As part of the TLC project, a suite of tools will be provided for the analysis of spatial and temporal data – to be titled ‘Spatiotemporal Metrics’. This prototype provides the first of the suite’s modules that deals with basic spatial descriptive statistics. The purpose is for testing and to give an idea of the direction we are heading.
To be valid, statistics must be properly understood and interpreted. Please see below for a detailed explanation of each result.
Sometimes we need statistics to support or demonstrate our argument, or to see and understand patterns that might not be immediately apparent. When dealing with spatial datasets, we are often interested in how various locations are distributed over the surface of the earth.Do the locations tend to be grouped around a specific region? Are the locations close together or far apart? Are the locations skewed towards a certain direction, or are they evenly distributed? In other words, we are interested in the centre, spread, and shape of our spatial data. This prototype provides metrics for analysing these concepts.
Obtaining statistical information from spatial data is not as easy as it might seem. This is due to the ellipsoidal shape of the earth. For example, finding the mean location given a set of geographical coordinates requires a special process – simply taking the average latitude and longitude can have false, skewed or unintended results. To demonstrate this point, imagine that you are trying to find the midpoint between some points around the international dateline. If you want the midpoint between 0, 179 and 0, -179 – do you mean 0, 0 on the other side of the Earth, or 0, 180 on this side of the Earth? Another major issue is that the distance of one-degree longitude varies depending on your latitude – from 111km at the equator to 0km at the pole.
This first prototype handles the complex trigonometry and statistics to solve these issues and provides some basic spatial descriptive statistics, namely:
We plan to add some features to the existing visualisation, such as factoring in time and circles on the map to visualise the statistic for easier comparison across datasets, but very much would like to hear from user to direct development where it is needed. We welcome all feedback at tlcmap AT newcastle.edu.au – especially if it pertains to use cases.
Based on a survey and feedback from Chief Investigators, the broad types of statistics about spatiotemporal data have been prioritised at below. Some of these areas are very large fields in themselves. We don't expect to complete all of the following, but will work through priorities to achieve as much as we can with limited time and budget. The next release will include some basic, common and useful network analytics, such as clustering and nearest neighbour. These will include use cases demonstrating how and why these can inform humanities research.
Note that a critical attitude is required in interpreting results. Often a number alone is meaningless and must be compared to something else to have any meaning. Is 5km a lot or a little? Are these points ‘close’ or ‘far apart’ compared to what?
Do the results provide information about the topic of interest, or about something else?
For example, if we find there is a focal point or high concentration of points around a place, are we really measuring the spread of those points, or just the spread of population? Does this really tell us anything other than that there is a city there?
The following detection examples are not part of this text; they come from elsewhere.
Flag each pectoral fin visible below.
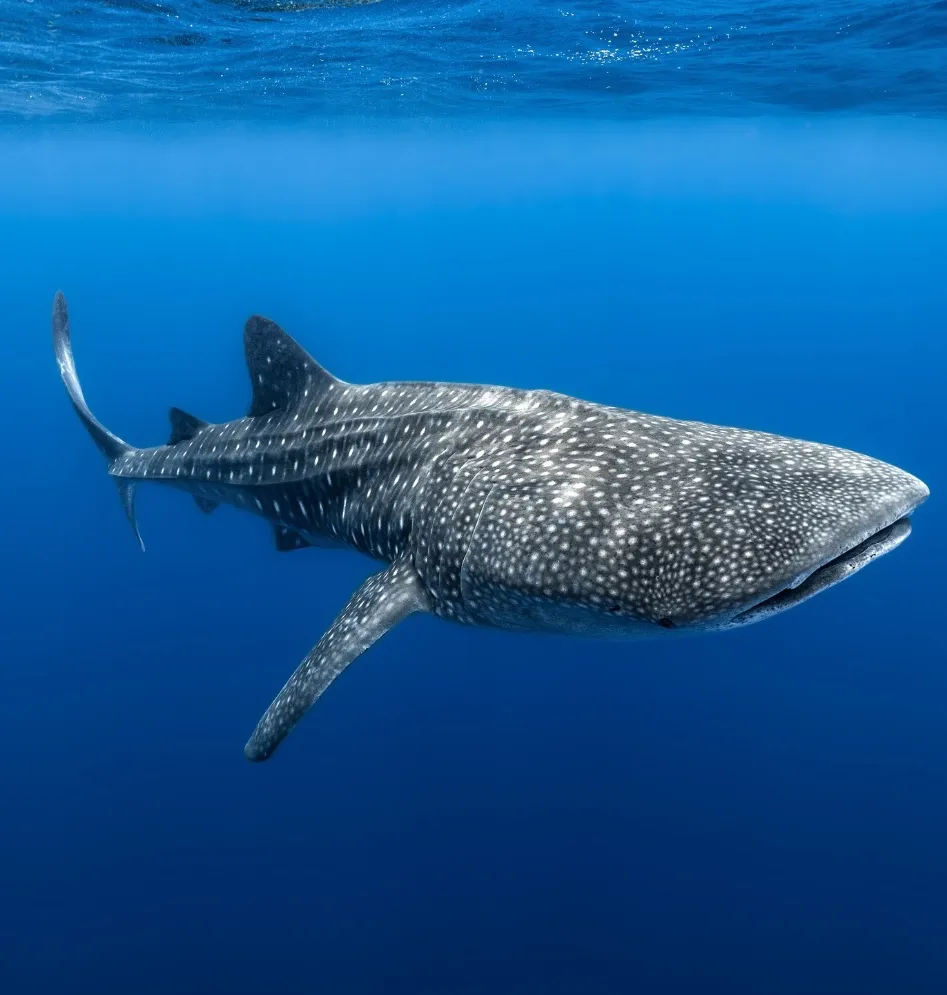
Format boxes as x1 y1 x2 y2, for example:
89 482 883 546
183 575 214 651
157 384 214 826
243 562 429 761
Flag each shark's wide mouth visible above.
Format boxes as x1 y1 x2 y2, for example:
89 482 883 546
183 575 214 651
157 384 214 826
732 518 911 625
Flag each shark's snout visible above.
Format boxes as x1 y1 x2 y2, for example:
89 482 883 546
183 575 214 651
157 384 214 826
731 454 930 625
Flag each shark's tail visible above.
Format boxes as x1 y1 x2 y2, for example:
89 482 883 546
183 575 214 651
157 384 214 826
53 293 145 549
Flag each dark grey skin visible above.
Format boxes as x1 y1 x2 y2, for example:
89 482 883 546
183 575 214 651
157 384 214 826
53 294 928 760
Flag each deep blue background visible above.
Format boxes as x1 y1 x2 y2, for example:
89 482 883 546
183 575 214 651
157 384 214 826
0 122 947 995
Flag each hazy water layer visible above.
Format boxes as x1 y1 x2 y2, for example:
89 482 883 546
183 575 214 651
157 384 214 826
7 0 947 121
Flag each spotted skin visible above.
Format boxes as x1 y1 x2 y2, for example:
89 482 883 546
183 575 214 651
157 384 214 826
53 295 928 760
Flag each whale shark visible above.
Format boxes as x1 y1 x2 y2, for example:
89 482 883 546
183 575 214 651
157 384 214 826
52 293 929 761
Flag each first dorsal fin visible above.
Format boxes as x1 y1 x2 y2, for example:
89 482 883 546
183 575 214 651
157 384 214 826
168 408 210 446
243 315 341 418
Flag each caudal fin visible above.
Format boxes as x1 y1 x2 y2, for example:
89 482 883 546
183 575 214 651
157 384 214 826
53 293 145 549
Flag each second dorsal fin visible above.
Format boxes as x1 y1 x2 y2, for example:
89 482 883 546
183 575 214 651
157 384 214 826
243 315 341 418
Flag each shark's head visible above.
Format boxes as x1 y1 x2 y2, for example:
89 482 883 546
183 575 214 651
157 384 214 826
596 426 929 629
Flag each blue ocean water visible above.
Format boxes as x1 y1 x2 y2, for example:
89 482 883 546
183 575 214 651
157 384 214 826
0 0 947 118
0 0 947 995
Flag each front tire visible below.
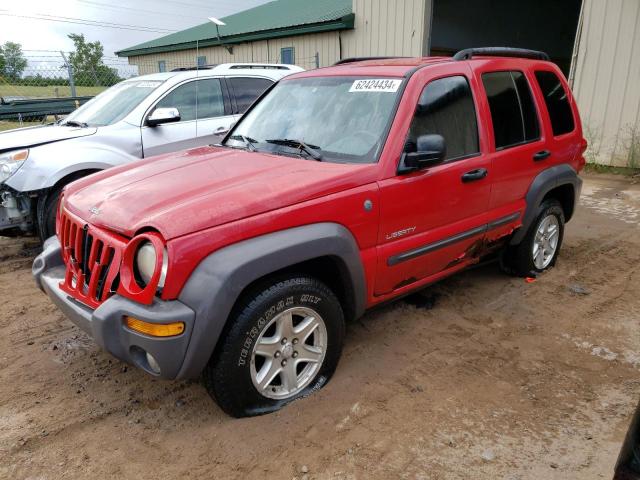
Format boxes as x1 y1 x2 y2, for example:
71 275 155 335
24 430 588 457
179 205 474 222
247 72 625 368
503 199 564 277
203 276 345 417
37 186 64 242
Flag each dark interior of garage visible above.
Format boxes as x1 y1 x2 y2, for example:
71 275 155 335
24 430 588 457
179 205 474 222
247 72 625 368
431 0 582 75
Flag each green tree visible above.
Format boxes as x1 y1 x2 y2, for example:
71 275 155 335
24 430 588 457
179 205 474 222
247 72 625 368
0 42 27 81
0 45 6 79
69 33 122 87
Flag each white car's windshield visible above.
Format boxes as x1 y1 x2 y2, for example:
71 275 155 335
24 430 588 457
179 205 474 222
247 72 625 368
225 77 402 163
62 80 162 127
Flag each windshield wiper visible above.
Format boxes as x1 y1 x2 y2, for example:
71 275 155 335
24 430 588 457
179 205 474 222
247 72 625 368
229 135 258 152
60 120 89 128
265 138 322 161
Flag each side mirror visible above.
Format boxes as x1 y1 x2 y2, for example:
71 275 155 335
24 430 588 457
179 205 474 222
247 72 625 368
147 108 180 127
398 134 447 174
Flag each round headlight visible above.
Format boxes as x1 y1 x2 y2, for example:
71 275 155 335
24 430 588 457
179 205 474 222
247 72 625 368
136 242 169 288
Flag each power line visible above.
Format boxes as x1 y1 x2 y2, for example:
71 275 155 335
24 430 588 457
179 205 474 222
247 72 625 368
0 9 175 34
78 0 206 22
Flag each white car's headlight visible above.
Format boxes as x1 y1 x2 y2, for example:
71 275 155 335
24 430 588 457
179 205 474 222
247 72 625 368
136 242 169 288
0 148 29 183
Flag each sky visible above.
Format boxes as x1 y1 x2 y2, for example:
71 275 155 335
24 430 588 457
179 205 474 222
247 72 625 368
0 0 269 73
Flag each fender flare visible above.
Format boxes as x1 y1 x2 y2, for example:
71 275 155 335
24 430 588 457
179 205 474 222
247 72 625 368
509 163 582 245
178 223 366 378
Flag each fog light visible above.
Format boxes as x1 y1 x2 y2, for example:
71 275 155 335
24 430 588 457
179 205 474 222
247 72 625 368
124 317 184 337
147 352 160 375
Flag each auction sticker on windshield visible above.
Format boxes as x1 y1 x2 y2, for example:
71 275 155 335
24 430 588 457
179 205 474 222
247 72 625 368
349 78 402 92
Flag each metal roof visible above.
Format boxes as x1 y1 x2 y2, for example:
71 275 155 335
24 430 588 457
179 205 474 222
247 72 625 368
116 0 354 57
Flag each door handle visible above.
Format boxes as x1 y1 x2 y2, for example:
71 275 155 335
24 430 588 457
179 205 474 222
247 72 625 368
533 150 551 162
461 168 489 183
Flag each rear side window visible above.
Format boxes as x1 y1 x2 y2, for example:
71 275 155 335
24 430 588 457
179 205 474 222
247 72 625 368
228 77 273 113
405 76 479 160
535 71 575 136
482 71 540 149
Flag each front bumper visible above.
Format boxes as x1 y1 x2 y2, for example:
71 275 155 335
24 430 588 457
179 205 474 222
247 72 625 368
32 237 195 379
0 184 32 234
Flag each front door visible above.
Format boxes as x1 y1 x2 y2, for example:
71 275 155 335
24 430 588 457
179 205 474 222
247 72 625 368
142 78 233 157
375 67 491 296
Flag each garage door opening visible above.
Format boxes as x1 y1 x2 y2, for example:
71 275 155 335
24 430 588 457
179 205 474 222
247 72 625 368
431 0 582 76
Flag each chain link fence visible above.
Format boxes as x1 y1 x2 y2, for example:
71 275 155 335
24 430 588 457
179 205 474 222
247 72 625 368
0 50 320 131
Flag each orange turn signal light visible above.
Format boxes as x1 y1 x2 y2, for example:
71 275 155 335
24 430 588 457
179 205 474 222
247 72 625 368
124 317 184 337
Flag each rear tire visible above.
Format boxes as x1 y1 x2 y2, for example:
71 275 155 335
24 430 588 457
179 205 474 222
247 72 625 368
203 276 345 417
501 198 564 277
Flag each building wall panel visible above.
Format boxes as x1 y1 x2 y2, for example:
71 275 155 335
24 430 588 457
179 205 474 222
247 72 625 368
341 0 431 58
573 0 640 167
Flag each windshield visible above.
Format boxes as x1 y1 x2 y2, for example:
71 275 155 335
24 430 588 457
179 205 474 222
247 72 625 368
62 80 162 127
225 77 402 163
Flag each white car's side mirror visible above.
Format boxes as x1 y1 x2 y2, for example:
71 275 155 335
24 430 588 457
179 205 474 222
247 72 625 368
147 108 180 127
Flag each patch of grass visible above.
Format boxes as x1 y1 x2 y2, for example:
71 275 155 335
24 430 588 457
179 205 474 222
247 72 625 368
584 163 640 177
0 82 107 98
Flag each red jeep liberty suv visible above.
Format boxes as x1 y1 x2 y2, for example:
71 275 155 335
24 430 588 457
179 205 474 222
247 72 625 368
33 48 586 417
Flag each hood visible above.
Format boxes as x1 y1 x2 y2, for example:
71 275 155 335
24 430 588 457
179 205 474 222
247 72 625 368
0 125 97 152
65 147 375 240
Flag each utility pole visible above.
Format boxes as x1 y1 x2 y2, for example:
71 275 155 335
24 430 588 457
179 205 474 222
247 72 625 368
60 51 77 97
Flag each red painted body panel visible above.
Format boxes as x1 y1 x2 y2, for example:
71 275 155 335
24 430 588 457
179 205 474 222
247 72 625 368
65 57 584 307
67 147 375 240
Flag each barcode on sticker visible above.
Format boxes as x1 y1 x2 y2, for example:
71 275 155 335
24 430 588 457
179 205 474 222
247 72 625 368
349 78 402 92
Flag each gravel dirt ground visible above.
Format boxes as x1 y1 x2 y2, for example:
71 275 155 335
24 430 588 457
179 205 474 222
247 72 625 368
0 175 640 480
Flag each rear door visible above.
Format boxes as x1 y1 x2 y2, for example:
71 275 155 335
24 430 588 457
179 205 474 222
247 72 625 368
375 62 491 296
476 63 550 240
196 78 235 145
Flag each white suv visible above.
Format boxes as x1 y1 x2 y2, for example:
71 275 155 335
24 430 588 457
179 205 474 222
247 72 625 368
0 63 303 239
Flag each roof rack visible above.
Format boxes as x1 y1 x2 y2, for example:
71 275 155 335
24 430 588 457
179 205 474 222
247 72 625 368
453 47 550 62
229 63 291 70
333 57 404 66
171 63 218 72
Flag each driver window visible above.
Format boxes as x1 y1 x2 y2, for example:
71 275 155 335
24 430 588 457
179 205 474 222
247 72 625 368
405 75 480 160
156 78 224 122
156 82 196 122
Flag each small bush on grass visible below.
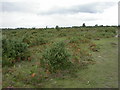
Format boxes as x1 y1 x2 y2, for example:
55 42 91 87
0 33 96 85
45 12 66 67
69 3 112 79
2 39 30 66
41 42 72 73
23 37 47 46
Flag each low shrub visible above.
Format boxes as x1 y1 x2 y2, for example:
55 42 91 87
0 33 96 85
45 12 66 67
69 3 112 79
2 39 30 66
41 42 72 72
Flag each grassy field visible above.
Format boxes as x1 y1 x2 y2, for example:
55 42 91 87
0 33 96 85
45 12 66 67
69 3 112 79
2 27 118 88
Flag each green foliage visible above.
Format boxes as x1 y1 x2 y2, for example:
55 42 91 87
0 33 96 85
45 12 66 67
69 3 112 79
41 42 71 72
55 26 60 31
23 37 47 46
2 39 29 66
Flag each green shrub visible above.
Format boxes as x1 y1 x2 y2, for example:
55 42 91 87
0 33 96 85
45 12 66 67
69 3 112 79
2 39 30 66
41 42 71 72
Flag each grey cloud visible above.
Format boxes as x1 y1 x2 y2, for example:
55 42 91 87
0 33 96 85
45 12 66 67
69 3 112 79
0 2 33 12
39 2 115 15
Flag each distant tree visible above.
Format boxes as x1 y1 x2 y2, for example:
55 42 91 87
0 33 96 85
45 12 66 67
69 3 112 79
55 25 60 31
82 23 86 27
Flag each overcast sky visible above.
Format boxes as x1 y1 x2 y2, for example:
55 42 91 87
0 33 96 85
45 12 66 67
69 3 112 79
0 0 119 28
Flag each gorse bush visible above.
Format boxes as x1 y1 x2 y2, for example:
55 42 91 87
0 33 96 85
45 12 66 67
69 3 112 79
41 42 71 72
2 39 30 66
23 37 48 46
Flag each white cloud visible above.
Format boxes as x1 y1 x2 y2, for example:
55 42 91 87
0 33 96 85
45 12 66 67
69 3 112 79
0 0 118 27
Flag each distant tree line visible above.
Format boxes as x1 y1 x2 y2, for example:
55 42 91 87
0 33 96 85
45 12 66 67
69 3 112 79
2 23 117 31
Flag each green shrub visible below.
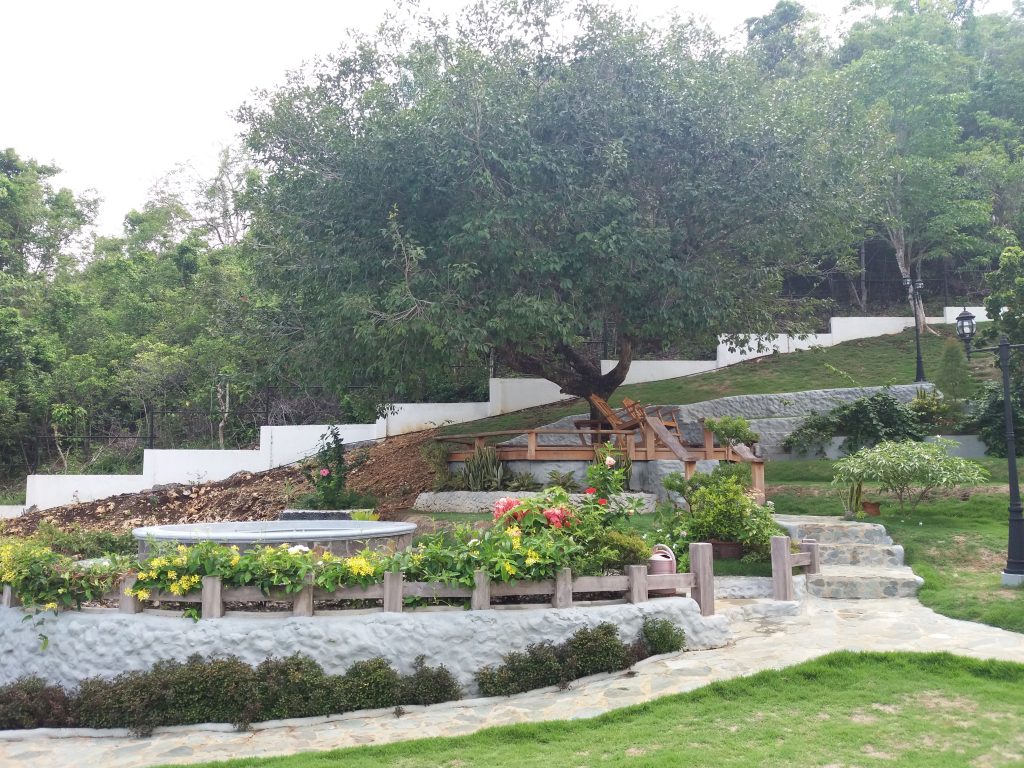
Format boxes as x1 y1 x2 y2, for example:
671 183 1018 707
563 623 633 680
475 643 572 696
398 655 462 705
0 677 74 730
833 439 988 512
475 623 634 696
342 656 401 710
640 616 686 656
705 416 761 445
252 653 344 722
32 520 138 559
782 391 925 456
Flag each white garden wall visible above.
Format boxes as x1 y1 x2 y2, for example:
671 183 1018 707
19 307 970 509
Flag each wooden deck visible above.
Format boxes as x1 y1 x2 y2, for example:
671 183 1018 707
435 423 765 504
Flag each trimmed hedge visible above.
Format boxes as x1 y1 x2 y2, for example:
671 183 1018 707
0 617 683 736
0 654 461 736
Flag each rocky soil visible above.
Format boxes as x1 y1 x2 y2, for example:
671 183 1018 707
0 431 434 536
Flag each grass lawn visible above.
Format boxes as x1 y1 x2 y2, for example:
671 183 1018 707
772 489 1024 632
155 652 1024 768
441 327 954 442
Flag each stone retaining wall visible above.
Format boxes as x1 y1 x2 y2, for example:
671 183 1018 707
0 597 732 694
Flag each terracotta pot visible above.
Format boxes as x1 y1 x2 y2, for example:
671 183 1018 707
647 544 676 597
711 539 743 560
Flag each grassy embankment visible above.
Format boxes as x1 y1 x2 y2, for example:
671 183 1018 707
153 652 1024 768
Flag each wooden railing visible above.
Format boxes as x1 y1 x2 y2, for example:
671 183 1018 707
3 544 715 618
771 536 821 600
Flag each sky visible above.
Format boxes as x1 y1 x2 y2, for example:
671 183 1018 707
0 0 1012 234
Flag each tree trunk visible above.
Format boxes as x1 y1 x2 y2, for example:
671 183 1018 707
496 336 633 411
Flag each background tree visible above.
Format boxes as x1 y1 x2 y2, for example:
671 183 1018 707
241 3 847 415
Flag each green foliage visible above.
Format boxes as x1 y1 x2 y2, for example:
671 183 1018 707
32 520 138 559
463 445 505 490
833 439 988 512
908 389 963 434
640 616 686 656
651 465 784 557
342 657 401 710
548 469 581 494
782 391 925 455
705 416 761 445
0 677 72 730
399 655 462 706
What other factors are influencing the result?
For example, we might find that one set of points is much more spread out than another. Perhaps travel time is affecting the result. Is one spread out more simply because it is in the plains and the other is in the mountains? They might be spread out the same degree based on travel time.
Is the difference significant or random?
If one dataset has a figure of 5km, and another 6km – can we say that the second dataset is more than the first, or is it just a slight random variation in the points we have sampled?
Briefly: The amount of points.
The count simply refers to the number of locations in the dataset. In this case, each location is represented by a GeoJSON geometry of type “Point”.
Briefly: The middle of all the points.
Imagine a set of two points on a plane that are connected by a line that represents the displacement between them. The centroid of these points is precisely at the centre of that line.
Now, imagine a set of three points on a plane that are connected to form a triangle. The centroid of these points is that triangle’s centre of mass.
Again, imagine a set of four points on a plane that connect to form a quadrilateral. The centroid of these points is that quadrilateral’s centre of mass.
Finally, imagine any number of points on a plane that are connected to form some polygon. The centroid of those points is that polygon’s centre of mass.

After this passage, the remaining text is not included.